Your personal target could be different. Your doctor might set a tighter goal (closer to 6.5%) if you’re younger, recently diagnosed, or managing your diabetes without medications that cause low blood sugar. A more relaxed target (7.5% or even 8%) might make sense if you’re older, have a long history of diabetes, or are prone to severe low blood sugar episodes. There is no single number that’s right for everyone.

For children and adolescents with type 1 diabetes, international guidelines recommend aiming for 7% or below. Kids using advanced technology like continuous glucose monitors and automated insulin pumps can often target 6.5% or below, provided they can reach it safely without it taking a toll on quality of life.

What Your A1C Means in Daily Blood Sugar Terms

A1C percentages can feel abstract. Converting to estimated average glucose (eAG) gives you a number that looks like what you’d see on a glucose meter. The conversion formula is: multiply your A1C by 28.7, then subtract 46.7. Here’s what that looks like in practice:

  • A1C of 6%: average blood sugar around 126 mg/dL
  • A1C of 6.5%: average around 140 mg/dL
  • A1C of 7%: average around 154 mg/dL
  • A1C of 8%: average around 183 mg/dL
  • A1C of 9%: average around 212 mg/dL
  • A1C of 10%: average around 240 mg/dL

So the difference between a “normal” A1C and the diabetes treatment target of 7% is roughly the difference between an average blood sugar of 126 and 154 mg/dL. Each percentage point on the A1C scale represents roughly a 29 mg/dL change in average blood sugar.

How Often to Get Tested

If you have diabetes and your blood sugar is well controlled with a stable treatment plan, testing every six months is typically enough. If your treatment has recently changed, or you’re not hitting your target, every three months makes more sense so you and your doctor can see whether adjustments are working. People going through rapid health changes or dealing with very high blood sugar may need testing even more frequently.
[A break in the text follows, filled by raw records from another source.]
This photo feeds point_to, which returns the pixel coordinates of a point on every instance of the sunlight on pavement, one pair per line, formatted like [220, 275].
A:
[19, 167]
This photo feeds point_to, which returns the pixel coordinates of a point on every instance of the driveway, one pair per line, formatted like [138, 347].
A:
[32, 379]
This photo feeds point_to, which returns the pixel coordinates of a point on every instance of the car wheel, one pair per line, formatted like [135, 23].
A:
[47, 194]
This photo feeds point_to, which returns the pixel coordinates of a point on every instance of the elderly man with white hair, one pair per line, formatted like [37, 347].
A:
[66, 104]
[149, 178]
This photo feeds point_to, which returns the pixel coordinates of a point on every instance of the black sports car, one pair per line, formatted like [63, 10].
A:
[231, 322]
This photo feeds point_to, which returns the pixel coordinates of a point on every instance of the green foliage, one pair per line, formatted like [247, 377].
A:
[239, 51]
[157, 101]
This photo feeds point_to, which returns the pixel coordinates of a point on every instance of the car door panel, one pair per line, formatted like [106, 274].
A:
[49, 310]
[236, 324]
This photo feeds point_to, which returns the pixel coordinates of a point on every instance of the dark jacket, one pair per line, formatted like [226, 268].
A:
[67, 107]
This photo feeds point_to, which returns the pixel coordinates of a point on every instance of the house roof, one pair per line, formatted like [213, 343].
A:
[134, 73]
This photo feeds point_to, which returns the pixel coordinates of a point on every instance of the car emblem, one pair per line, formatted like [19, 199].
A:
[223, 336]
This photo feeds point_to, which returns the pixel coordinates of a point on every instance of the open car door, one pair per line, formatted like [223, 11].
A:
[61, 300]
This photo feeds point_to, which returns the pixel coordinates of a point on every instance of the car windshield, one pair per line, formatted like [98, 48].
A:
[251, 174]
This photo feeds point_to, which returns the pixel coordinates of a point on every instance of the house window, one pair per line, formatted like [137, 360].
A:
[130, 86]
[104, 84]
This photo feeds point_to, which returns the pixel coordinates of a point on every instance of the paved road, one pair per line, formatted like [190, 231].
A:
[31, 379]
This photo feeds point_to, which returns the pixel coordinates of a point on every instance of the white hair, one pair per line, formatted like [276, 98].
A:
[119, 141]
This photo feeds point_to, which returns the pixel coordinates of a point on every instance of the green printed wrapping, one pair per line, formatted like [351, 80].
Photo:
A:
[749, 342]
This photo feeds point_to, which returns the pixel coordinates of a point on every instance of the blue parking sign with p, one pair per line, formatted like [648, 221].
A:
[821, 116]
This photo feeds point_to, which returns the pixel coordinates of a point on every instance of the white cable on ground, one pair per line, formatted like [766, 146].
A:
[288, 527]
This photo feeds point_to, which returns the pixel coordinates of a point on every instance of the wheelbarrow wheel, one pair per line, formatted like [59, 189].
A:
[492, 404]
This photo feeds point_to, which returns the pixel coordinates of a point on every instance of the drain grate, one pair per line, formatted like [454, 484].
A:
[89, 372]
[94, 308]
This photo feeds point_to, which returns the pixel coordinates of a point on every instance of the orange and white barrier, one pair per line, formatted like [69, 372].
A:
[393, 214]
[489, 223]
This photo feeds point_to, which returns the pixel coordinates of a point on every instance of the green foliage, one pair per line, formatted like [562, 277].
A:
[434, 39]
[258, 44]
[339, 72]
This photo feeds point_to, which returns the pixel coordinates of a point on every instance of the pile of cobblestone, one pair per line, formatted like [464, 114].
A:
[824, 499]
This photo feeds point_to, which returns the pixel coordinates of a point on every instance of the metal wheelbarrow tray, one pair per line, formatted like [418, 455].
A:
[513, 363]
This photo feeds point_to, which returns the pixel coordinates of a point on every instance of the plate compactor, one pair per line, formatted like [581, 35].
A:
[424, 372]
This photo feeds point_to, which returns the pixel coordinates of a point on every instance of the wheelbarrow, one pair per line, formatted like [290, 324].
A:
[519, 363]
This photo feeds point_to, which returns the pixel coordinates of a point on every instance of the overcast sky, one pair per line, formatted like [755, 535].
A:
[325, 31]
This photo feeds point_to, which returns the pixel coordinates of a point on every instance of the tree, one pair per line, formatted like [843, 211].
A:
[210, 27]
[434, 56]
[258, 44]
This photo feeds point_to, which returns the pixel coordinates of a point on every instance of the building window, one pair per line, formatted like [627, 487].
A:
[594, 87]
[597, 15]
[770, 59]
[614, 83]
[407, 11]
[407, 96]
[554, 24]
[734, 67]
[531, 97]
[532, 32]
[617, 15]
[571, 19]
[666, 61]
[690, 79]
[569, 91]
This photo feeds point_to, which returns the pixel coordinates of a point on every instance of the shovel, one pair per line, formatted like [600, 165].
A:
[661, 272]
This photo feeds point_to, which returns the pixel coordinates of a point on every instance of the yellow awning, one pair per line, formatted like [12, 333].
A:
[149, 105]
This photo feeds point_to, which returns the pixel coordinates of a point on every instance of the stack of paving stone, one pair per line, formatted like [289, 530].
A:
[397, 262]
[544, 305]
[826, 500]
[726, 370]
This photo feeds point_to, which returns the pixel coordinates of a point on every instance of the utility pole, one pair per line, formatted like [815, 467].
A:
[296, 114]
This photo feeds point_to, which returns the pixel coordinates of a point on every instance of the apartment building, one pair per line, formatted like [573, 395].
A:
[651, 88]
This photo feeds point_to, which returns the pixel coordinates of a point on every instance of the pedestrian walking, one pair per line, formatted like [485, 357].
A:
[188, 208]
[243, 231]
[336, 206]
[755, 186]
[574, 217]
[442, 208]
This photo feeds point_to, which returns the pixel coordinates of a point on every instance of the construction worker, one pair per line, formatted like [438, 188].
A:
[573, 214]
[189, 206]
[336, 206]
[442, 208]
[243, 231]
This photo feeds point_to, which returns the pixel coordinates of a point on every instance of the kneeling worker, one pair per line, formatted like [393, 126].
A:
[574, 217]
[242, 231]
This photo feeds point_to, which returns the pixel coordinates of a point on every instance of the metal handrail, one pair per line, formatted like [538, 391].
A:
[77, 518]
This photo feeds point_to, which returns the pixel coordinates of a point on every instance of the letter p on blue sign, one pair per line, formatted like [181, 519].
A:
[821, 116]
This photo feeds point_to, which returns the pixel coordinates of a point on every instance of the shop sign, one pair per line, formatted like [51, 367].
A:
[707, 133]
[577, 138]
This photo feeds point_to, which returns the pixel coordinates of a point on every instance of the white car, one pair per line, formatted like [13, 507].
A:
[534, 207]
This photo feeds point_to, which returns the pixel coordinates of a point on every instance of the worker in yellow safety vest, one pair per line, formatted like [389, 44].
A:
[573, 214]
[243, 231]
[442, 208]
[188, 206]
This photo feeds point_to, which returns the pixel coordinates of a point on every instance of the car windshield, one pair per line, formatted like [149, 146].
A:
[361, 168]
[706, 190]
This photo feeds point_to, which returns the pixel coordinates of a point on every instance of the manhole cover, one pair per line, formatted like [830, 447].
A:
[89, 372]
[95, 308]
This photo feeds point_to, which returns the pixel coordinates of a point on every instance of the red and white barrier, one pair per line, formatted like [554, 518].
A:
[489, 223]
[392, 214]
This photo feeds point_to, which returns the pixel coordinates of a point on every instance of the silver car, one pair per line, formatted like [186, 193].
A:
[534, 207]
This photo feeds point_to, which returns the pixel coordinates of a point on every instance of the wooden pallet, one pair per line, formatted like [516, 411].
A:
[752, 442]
If you don’t have diabetes, A1C isn’t part of routine blood work for everyone. It’s most commonly ordered if you have risk factors like being overweight, having a family history of diabetes, or being over 45.
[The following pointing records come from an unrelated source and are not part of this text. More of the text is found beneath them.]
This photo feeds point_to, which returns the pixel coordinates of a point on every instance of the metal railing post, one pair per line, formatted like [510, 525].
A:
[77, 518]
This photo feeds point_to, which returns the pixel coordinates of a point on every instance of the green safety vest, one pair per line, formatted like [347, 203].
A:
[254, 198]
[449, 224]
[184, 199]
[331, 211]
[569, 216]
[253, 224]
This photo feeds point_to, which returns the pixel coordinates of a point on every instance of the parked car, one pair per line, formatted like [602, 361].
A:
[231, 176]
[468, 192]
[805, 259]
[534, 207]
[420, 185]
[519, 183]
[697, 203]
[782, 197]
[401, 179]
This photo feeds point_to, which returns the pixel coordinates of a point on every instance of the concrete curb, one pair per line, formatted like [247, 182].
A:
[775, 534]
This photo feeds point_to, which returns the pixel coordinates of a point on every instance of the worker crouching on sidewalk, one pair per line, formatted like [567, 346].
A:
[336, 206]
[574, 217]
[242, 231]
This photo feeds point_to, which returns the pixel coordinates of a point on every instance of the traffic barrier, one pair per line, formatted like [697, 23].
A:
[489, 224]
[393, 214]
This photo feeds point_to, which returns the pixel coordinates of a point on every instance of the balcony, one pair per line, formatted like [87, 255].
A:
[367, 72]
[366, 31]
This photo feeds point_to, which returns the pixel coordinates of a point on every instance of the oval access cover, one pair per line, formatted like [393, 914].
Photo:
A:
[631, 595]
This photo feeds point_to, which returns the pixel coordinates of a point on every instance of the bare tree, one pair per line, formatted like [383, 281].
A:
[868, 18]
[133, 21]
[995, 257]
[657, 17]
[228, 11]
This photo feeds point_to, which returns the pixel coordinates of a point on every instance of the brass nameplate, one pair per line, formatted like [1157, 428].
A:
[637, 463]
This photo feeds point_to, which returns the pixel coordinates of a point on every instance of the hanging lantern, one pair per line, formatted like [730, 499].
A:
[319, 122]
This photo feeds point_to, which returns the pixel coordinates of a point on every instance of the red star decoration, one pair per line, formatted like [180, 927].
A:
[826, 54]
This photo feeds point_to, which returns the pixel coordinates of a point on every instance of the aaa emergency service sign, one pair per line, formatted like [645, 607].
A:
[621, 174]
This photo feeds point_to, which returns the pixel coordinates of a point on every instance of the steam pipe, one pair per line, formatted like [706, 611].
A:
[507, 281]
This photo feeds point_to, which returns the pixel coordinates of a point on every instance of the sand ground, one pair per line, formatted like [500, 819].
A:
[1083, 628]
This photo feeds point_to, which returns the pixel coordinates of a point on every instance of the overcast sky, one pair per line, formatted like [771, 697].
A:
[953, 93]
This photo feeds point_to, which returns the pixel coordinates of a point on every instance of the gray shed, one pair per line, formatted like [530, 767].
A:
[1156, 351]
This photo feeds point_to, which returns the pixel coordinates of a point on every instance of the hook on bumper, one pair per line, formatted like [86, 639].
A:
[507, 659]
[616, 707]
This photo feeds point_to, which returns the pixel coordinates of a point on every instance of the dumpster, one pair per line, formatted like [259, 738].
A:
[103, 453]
When A1C Results Can Be Misleading

A1C is reliable for most people, but certain conditions can push the number artificially high or low. Because the test depends on red blood cells having a normal lifespan, anything that changes how quickly your body cycles through red blood cells will affect the result.

Conditions that shorten red blood cell life, like hemolytic anemia or recovery from significant blood loss, will make your A1C look falsely low. Your actual average blood sugar could be higher than the number suggests. On the other hand, iron deficiency anemia is associated with falsely elevated A1C readings, meaning your blood sugar control might be better than it appears.

Inherited hemoglobin variants, which are more common in people of African, Mediterranean, and Southeast Asian descent, can also interfere with the test. If you carry sickle cell trait or other hemoglobin variants, your A1C may not accurately reflect your true blood sugar average. In these cases, your doctor may rely more heavily on direct glucose monitoring, like fasting blood sugar tests or continuous glucose monitors, to get an accurate picture.

Pregnancy adds another layer of complexity. A1C tends to read higher in late pregnancy even in women without diabetes, largely because pregnancy commonly causes iron deficiency. Pregnant women are usually monitored with more frequent glucose checks rather than relying on A1C alone.